Seqlets are contiguous subsequences with high attribution scores that likely correspond to functional elements like transcription factor binding motifs.

Via CLI:

cherimoya seqlets -p seqlet_params.json

Via Python:

from tangermeme.seqlet import recursive_seqlets

# Combine one-hot encoding and attributions
importance = (X_attr * X_ohe).sum(dim=1)

seqlets = recursive_seqlets(
    importance,
    threshold=0.01,
    min_seqlet_len=4,
    max_seqlet_len=25,
    additional_flanks=3,
)

TF-MoDISco Motif Discovery¶

TF-MoDISco groups similar seqlets into motif patterns.

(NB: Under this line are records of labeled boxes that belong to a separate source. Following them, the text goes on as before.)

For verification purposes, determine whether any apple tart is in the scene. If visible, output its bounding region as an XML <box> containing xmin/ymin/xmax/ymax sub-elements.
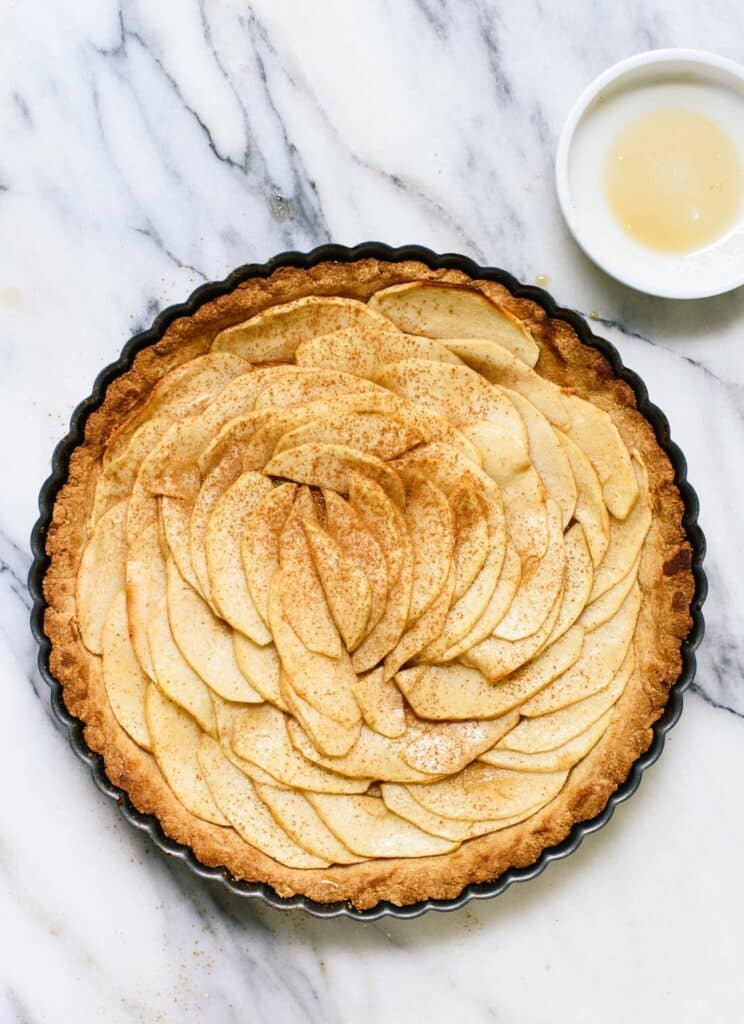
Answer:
<box><xmin>45</xmin><ymin>260</ymin><xmax>693</xmax><ymax>908</ymax></box>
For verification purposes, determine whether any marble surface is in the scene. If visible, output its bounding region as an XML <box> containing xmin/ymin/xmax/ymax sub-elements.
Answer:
<box><xmin>0</xmin><ymin>0</ymin><xmax>744</xmax><ymax>1024</ymax></box>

This is run automatically as part of the pipeline, or manually:

modisco motifs \
    -s attributions.ohe.npz \
    -a attributions.attr.npz \
    -n 100000 \
    -o modisco_results.h5

modisco report \
    -i modisco_results.h5 \
    -o modisco_report/ \
    -s ./

Marginalization Experiments¶

Marginalization experiments measure the causal effect of motif instances by inserting them into neutral backgrounds:

cherimoya marginalize -p marginalize_params.json

This produces a report showing how each motif affects the predicted profile and counts when inserted into negative (non-peak) sequences.

Note

Marginalization requires a motif database file in the MEME format. Most databases will provide a file of this format. If you are looking for a database to use, we recommend JASPAR2026.